それなのに、今更自分のしている事に後ろめたさを感じるなんて。
だけどどこまでも優しいカンちゃんには、私の気持ちなんてお見通しだ。
「ヒヨ」
「……うん」
「俺がそうしたいんだよ」
こんな嘘を吐かせてまで、私は――。
そう思ったのに……。
「このキスマーク見た時も、あの電話の声を聞いた時も、俺がどんな気持ちだったかわかる?」
ゆっくりと押し倒されたフカフカのベッドからは、あの夜と同じ、カンちゃんの香りがする。
上から覆いかぶさるようにして私を見下ろすカンちゃんの瞳は切な気に揺れていて……。
「ごめんね」
「いや、日和のせいじゃないし」
カンちゃんの香りが強すぎるから。
だからダメなんだ。
だから、こんな風に――変な錯覚を起こしてしまいそうになる。
そのあり得ない錯覚を打ち消すように、カンちゃんの首に腕を回して自分からその体を抱き寄せた。
「ヒヨ」
「……んっ」
「日和」
啄むように唇を奪われ、合間に紡がれる自分の名前に、胸がキュンとなる。
まるでそれを楽しむみたいに、何度も何度もくり返される、焦れったささえ覚えるようなキス。
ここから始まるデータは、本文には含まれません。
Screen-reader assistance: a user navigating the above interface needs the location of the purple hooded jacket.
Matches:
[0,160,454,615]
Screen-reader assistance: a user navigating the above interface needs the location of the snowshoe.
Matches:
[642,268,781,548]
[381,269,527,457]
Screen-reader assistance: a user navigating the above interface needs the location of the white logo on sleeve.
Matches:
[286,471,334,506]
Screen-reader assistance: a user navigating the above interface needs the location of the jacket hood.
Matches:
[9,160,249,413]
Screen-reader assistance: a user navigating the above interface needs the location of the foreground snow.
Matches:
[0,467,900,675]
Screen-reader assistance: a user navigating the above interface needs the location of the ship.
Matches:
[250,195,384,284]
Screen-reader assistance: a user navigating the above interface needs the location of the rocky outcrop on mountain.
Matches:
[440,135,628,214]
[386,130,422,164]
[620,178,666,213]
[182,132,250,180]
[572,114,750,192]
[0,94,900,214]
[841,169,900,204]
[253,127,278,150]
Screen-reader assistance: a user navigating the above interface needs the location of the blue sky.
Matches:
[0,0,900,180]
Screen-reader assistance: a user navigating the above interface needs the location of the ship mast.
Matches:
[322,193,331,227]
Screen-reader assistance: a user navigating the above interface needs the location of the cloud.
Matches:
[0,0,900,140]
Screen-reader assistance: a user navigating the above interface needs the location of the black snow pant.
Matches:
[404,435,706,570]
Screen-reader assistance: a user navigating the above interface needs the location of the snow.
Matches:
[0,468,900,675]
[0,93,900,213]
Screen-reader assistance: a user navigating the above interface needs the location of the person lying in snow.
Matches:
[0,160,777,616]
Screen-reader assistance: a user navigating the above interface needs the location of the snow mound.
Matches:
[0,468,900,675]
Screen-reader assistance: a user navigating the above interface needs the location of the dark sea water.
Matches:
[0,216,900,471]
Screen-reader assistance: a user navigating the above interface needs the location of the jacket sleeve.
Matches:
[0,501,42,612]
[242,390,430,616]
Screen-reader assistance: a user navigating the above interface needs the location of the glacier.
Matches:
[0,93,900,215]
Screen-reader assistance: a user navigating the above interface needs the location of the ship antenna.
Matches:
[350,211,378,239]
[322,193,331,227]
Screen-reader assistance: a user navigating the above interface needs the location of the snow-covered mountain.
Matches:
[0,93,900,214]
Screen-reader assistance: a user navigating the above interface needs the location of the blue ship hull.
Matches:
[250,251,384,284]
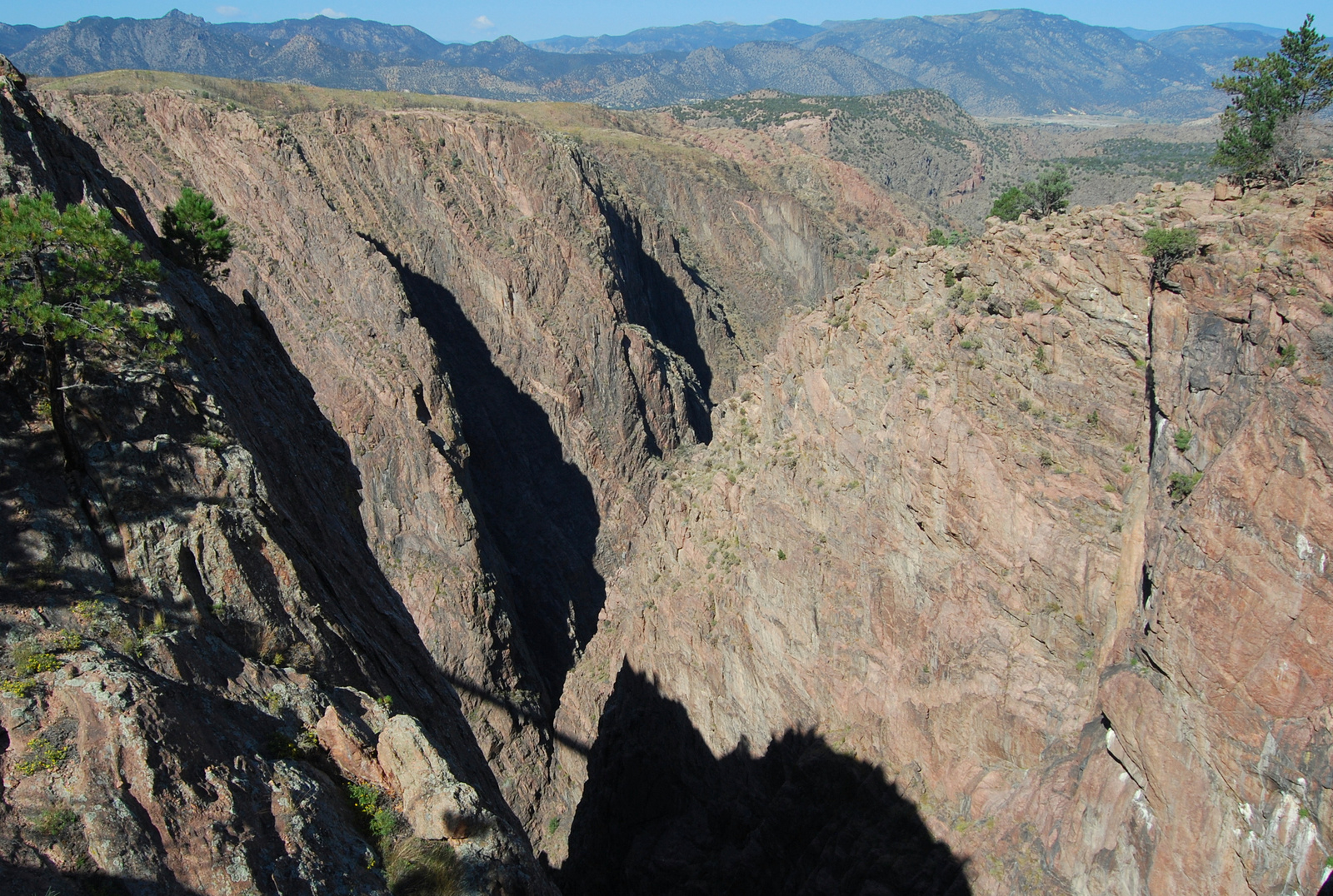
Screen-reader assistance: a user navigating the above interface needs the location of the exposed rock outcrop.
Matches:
[0,59,551,894]
[542,169,1333,894]
[0,52,1333,894]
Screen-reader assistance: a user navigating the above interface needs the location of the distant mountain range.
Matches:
[0,9,1281,120]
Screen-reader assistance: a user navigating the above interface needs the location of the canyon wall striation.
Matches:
[0,59,1333,894]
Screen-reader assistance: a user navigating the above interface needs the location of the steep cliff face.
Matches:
[31,73,905,824]
[542,171,1333,894]
[10,52,1333,894]
[0,60,549,894]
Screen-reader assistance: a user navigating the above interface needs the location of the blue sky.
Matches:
[0,0,1316,42]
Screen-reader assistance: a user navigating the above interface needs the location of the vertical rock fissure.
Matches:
[360,233,605,719]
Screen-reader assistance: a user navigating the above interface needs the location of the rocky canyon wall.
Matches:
[0,57,1333,896]
[542,178,1333,894]
[0,59,553,894]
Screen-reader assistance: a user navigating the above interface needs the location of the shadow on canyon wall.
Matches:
[556,661,971,896]
[602,200,714,437]
[367,237,607,714]
[0,858,204,896]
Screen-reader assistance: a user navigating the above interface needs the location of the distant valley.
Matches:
[0,9,1277,122]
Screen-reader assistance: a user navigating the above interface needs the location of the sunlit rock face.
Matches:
[0,50,1333,894]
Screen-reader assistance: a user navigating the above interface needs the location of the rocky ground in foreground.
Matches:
[0,52,1333,894]
[548,169,1333,894]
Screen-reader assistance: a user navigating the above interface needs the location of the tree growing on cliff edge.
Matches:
[1144,226,1198,292]
[1213,15,1333,184]
[991,166,1075,222]
[162,187,235,282]
[0,193,180,470]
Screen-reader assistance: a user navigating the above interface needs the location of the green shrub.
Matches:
[991,187,1029,222]
[1144,226,1198,289]
[925,226,971,245]
[15,734,69,777]
[1213,15,1333,182]
[32,808,78,840]
[347,781,385,820]
[384,838,460,896]
[162,187,235,281]
[991,166,1075,222]
[189,432,227,452]
[52,628,82,654]
[0,679,37,697]
[1166,473,1204,504]
[0,193,172,470]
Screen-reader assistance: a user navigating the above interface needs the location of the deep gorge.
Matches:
[0,61,1333,894]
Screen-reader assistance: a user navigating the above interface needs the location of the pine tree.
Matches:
[991,166,1075,222]
[162,187,235,281]
[1213,16,1333,182]
[0,193,178,470]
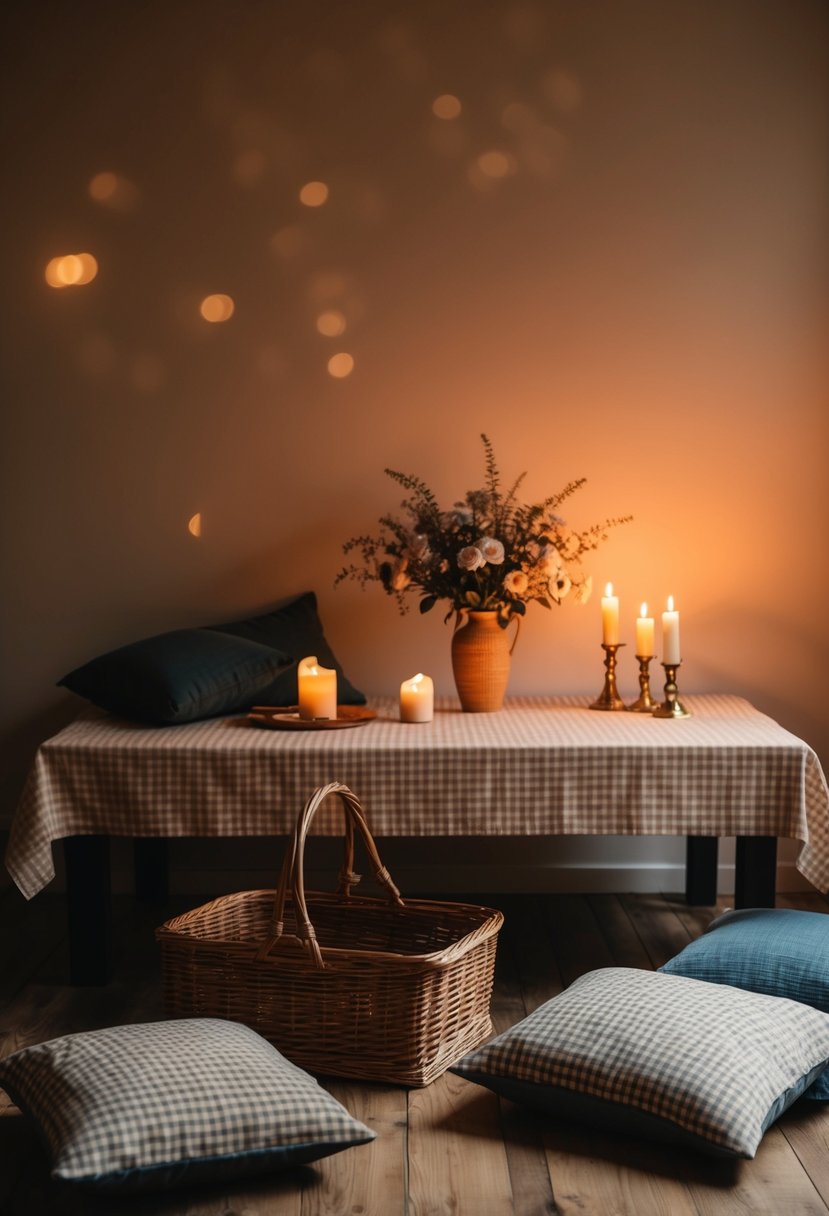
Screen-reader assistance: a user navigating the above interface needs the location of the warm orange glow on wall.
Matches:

だけど、頬にかかるカンちゃんの、雨に濡れた髪が冷たくて。
「カンちゃん、体が冷たいよ。シャワー――」
「いいよ。日和に温めてもらうから、このままでいい」
私の言葉を遮ったカンちゃんに、一層強く抱きすくめられた。
「唇、柔らかいな」
フッと離れた唇に、閉じていた瞼をゆっくり開くと、やっぱり勘違いしてしまいそうになるほど柔らかく笑うカンちゃんがいる。
「カンちゃん、電気……」
天井から吊るされている、一番大きなペンダントライトは消されているものの、ベッドのすぐ横にあるサイドランプは点けられたままで……。
体に巻きついていたタオルにカンちゃんが手を伸ばした時、ライトの灯りに浮かび上がる二人の影に、急に恥ずかしさが込み上げた。
昔からずっと一緒にいたカンちゃん。
その彼に、こんな姿を見せているなんて……。